The whole ensemble of Jaja’s is strong, but the play really finds its punch when the two veterans roll up. As Bea, the shop’s most senior braider and most senior gossip, and Aminata, Bea’s confidante who’s got a sly sense of humor and a tempestuous love life, Zenzi Williams and Nana Mensah absolutely anchor the cast. Both as characters and as actors, they bring a sense of ease and breadth, the confidence and the mischief that come with experience. Mensah is elegant, playful, and grounded; Williams is bossy, brassy, explosive, defensive, and, through it all, extremely lovable. Along with Jaja, Bea is the play’s oldest character, and for someone born in 1990, Williams is entirely convincing as a post-divorce, take-no-shit grande dame. When she visits her wrath on Ndidi (Maechi Aharanwa) — a younger, hipper braider who may or may not be intentionally poaching Bea’s customers — people shrink in their seats.
These customers are also a great part of the play’s delight. Playing two separate trios of characters who come in throughout the day to get their braids done, Kalyne Coleman and Lakisha May are total scene-stealers. May has the audience shrieking as Vanessa, the World’s Worst Customer,™ who comes in loud, rude, and armed with all her own products; berates everyone; and then proceeds to fall asleep in Aminata’s chair. And Coleman is great fun to watch as Chrissy, who rocks up in denim booty shorts hung with gold chains and thigh-high heeled boots with built-in cargo pockets and asks to look just like Beyoncé. The incredible braided blonde waterfall Ndidi creates for her is just one of the show’s wigs that scores its own ovation.
About those wigs, created by hair and wig designer Nikiya Mathis: They really are a technical marvel. Mathis and her team have constructed multiple versions of various looks at different stages in the braiding process, so the actors, who’ve obviously been through a bit of braiding boot camp, really can help to build the hairstyles onstage.
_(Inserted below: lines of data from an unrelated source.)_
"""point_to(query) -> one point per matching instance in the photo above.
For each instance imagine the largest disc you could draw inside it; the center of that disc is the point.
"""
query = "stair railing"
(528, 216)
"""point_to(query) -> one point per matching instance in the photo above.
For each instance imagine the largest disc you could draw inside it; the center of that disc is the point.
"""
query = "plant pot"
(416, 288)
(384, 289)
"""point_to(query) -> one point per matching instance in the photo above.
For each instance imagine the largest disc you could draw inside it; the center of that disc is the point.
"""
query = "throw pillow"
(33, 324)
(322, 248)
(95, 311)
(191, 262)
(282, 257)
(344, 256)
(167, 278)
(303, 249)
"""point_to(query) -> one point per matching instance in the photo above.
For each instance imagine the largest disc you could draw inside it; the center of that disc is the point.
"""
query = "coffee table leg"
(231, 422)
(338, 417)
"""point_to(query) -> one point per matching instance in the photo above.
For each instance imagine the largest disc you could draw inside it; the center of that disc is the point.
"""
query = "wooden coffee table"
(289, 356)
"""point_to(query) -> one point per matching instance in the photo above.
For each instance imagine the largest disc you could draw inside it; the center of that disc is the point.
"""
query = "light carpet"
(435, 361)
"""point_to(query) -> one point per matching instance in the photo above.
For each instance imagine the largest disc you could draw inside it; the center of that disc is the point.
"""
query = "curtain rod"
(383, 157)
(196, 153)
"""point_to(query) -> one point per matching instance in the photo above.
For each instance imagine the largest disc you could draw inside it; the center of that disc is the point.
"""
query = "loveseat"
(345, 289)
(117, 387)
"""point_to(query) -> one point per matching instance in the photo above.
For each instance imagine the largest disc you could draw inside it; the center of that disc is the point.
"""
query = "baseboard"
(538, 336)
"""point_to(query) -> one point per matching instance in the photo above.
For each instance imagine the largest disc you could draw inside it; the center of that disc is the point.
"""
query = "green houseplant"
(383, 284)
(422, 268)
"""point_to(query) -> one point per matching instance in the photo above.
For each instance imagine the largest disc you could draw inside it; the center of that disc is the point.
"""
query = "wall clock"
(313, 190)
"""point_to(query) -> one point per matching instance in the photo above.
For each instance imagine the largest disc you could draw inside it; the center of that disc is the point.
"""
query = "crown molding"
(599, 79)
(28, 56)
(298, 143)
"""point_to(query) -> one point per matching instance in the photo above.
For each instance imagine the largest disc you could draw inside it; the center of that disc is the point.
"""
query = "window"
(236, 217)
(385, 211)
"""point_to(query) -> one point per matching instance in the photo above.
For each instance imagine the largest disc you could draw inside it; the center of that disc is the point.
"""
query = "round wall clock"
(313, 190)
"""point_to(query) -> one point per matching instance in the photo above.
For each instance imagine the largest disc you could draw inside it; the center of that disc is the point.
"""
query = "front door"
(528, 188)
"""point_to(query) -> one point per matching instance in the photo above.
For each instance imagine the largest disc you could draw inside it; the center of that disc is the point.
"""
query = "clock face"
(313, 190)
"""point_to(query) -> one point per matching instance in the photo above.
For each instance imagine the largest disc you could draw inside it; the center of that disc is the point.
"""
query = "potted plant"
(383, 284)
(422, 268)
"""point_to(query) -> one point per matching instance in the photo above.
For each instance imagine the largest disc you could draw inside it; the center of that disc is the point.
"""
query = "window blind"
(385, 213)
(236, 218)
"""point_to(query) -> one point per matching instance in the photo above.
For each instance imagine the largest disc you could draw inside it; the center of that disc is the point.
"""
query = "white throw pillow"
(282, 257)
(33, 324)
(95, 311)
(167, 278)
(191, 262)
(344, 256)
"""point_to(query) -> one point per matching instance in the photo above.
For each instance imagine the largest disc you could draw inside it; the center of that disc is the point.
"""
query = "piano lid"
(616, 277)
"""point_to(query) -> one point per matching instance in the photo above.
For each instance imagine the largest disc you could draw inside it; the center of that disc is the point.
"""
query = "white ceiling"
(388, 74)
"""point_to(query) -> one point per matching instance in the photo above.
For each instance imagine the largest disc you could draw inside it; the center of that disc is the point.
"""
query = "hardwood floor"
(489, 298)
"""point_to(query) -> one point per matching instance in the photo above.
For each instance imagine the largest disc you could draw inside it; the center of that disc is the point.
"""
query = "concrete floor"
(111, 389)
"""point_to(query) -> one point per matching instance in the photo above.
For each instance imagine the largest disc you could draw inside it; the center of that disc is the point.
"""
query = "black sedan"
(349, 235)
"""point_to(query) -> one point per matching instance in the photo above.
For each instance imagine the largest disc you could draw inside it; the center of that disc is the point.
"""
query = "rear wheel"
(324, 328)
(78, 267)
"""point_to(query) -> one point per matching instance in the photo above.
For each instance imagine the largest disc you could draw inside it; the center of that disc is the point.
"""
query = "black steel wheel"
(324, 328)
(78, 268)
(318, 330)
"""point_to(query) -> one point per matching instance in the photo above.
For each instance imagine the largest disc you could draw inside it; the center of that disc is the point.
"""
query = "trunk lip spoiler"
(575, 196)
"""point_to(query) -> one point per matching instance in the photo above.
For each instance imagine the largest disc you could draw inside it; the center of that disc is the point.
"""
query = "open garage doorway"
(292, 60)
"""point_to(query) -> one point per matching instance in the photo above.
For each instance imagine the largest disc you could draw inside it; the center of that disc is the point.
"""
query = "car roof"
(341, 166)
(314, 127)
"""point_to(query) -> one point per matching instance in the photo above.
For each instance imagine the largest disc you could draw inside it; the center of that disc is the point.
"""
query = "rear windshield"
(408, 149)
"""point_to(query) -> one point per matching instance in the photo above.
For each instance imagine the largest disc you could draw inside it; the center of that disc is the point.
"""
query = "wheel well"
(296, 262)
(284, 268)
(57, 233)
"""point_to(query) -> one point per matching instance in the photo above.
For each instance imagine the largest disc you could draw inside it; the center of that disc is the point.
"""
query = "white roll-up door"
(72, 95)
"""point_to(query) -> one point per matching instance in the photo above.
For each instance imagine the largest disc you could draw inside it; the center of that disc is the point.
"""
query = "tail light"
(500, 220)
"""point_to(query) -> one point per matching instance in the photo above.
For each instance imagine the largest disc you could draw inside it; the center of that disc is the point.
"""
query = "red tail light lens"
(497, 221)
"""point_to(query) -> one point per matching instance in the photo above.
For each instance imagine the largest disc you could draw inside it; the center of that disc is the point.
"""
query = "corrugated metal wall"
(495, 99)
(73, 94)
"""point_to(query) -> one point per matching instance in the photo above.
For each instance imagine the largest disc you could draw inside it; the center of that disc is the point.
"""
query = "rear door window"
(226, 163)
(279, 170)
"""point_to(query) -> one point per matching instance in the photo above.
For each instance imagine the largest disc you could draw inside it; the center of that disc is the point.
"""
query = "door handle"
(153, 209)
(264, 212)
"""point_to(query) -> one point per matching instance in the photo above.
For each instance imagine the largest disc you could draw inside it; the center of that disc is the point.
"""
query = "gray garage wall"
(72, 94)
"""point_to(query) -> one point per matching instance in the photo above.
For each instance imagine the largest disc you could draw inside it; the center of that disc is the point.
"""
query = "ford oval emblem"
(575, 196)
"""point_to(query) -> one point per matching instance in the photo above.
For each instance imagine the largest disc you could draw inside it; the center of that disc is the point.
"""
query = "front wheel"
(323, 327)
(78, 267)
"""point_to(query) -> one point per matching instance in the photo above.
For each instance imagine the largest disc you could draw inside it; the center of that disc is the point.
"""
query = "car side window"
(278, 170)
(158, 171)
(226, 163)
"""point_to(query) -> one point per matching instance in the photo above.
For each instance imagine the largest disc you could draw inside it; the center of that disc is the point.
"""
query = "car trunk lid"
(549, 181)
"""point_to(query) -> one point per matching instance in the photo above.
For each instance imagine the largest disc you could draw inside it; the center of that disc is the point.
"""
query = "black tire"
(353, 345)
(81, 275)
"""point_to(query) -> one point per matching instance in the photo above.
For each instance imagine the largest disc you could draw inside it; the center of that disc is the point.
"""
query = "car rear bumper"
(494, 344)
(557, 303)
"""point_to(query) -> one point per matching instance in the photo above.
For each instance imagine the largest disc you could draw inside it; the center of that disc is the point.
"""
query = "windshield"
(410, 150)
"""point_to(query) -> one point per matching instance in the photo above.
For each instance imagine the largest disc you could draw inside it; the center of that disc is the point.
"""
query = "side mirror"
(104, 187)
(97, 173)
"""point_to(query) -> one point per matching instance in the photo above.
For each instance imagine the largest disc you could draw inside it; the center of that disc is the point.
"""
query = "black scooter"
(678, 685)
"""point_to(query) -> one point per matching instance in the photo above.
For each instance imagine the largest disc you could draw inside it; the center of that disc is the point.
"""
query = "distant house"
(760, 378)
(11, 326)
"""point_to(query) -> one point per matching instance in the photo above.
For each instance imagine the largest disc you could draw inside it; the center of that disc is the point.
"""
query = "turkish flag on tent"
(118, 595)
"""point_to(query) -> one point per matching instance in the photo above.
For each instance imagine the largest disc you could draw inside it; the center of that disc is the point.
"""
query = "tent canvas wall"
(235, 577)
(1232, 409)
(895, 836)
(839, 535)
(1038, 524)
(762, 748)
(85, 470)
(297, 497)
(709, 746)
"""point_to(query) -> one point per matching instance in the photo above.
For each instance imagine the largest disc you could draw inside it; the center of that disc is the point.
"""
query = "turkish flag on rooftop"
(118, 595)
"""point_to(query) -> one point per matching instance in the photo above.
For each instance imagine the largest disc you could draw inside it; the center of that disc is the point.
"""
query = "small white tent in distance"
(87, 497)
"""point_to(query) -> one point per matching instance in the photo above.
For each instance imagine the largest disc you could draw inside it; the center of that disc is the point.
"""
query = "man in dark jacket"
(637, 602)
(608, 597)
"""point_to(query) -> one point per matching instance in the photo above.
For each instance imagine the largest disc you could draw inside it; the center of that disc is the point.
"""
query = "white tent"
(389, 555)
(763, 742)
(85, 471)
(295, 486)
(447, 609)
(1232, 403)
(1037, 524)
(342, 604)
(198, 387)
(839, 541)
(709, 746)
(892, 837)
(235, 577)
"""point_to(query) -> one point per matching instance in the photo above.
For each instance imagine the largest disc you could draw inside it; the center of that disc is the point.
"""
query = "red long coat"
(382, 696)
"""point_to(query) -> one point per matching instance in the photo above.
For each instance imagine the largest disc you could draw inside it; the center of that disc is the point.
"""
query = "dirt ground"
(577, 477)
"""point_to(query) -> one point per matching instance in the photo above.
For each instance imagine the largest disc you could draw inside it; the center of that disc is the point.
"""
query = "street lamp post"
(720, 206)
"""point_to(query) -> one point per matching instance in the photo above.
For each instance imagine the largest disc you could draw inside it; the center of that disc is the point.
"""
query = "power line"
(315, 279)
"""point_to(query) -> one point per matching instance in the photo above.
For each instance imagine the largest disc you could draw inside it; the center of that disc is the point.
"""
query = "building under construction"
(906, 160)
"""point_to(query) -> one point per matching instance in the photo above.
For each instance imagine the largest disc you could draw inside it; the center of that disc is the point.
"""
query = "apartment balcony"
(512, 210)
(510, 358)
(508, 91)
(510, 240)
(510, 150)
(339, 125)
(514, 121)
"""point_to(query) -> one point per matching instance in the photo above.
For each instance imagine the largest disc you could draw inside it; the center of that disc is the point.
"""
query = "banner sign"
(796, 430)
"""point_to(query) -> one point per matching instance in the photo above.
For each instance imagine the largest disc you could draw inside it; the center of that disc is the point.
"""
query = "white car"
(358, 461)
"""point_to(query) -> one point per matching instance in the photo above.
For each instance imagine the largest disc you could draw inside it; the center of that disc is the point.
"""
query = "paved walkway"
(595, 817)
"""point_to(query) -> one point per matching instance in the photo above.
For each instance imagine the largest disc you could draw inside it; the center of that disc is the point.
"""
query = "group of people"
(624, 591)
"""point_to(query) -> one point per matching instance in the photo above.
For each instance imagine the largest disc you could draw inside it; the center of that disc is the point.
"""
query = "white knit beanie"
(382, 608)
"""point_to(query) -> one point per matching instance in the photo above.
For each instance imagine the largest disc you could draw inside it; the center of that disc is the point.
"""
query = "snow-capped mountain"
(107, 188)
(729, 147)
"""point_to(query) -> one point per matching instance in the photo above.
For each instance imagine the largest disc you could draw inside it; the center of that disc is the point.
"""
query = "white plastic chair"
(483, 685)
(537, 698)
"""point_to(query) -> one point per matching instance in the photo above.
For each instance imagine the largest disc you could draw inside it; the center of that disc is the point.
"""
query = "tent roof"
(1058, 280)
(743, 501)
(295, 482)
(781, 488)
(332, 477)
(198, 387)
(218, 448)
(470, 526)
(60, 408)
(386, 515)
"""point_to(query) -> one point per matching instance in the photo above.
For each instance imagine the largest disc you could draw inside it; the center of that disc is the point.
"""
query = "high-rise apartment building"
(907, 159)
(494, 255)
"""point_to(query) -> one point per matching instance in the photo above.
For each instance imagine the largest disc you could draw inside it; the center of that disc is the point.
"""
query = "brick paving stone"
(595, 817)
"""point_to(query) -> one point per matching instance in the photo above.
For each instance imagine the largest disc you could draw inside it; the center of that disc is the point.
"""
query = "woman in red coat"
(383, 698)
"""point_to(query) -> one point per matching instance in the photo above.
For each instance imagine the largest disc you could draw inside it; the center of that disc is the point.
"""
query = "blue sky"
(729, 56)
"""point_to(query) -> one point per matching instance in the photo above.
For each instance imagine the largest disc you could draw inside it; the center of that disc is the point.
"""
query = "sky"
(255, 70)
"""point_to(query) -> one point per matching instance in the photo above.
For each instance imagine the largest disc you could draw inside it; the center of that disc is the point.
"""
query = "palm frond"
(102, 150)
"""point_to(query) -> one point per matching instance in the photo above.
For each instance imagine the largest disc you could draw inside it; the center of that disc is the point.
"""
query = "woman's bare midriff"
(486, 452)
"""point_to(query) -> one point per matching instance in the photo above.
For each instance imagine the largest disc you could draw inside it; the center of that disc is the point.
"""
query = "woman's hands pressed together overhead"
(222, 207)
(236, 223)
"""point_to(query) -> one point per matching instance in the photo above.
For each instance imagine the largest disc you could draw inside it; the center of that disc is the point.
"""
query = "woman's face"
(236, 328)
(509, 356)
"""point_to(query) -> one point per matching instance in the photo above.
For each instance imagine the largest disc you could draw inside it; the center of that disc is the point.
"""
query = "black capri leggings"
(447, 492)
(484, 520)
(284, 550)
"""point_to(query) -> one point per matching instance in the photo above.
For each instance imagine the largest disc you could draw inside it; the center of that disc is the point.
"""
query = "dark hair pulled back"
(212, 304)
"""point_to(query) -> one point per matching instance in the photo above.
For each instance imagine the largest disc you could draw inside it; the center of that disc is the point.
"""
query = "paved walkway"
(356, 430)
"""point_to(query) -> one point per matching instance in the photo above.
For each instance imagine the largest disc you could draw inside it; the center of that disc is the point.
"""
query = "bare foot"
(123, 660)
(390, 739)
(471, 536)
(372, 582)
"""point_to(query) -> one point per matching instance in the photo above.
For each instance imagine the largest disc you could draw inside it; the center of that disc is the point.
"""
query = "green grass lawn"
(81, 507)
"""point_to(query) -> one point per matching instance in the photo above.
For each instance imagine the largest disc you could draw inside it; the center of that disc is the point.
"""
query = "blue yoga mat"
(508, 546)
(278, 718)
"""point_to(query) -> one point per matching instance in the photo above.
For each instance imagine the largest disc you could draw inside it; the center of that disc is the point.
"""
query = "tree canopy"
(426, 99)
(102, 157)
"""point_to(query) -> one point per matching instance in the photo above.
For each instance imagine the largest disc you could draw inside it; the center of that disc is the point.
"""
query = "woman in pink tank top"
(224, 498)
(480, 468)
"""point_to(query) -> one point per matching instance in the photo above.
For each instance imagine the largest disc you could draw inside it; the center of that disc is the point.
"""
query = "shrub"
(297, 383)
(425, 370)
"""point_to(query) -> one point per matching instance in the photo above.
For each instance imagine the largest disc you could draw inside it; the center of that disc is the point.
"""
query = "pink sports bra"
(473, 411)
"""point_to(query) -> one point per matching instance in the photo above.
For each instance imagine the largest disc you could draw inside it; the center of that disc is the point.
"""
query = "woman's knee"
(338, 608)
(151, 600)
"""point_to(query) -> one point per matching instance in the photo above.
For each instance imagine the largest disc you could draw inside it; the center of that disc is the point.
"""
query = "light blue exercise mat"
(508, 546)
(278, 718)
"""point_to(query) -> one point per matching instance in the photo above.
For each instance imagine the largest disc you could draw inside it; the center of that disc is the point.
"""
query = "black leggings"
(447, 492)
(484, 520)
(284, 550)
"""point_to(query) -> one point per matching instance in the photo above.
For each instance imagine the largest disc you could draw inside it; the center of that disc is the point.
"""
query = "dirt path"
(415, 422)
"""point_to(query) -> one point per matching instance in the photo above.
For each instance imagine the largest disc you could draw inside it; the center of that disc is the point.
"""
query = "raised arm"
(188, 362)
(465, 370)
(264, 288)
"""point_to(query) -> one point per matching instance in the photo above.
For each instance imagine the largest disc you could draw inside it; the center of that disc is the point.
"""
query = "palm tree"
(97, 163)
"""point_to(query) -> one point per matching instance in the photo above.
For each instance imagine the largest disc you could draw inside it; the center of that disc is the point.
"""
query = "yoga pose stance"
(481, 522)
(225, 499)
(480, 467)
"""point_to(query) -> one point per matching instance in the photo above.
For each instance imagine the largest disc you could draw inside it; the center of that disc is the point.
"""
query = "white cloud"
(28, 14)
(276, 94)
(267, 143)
Along with the bold, thoughtful costumes (full of sparkling character quirks and designed by Dede Ayite, a frequent collaborator of Bioh’s), the wigs are an indispensable part of the play’s texture. Bioh has written a colorful, tactile, and caring work, letting us in on both the beauty of the braiding process — the thrill when Jennifer’s mile-long micros are finally complete! — and the intense labor of it: When Miriam has finished, her fingers are covered in blisters. “At least they didn’t bleed this time,” she says stoically. “It’s fine. I’ll soak them when I get home.”
Jaja’s can sometimes veer a little formulaic or presentational: In the single-scene appearance of Jaja herself, Kakoma spends most of her time standing directly downstage center (in, not to spoil anything, an absolute battleship of a wedding gown), facing out and delivering a rousing monologue about her right to call America “my country.” It rings clear and true, though I wonder how the same speech would have felt had White oriented Jaja as much toward her fellow characters as toward us, or what its effect might have been in a theater space without such a flat, front-on relationship with the audience. But this isn’t subtle stuff, and it’s not meant to be. Instead, it’s bright, generous, and forceful, and those currents carry the day. As Miriam says, perhaps speaking partly for her playwright, “No more time for quiet. I want to be loud, yeah? … Yeah. Very loud.”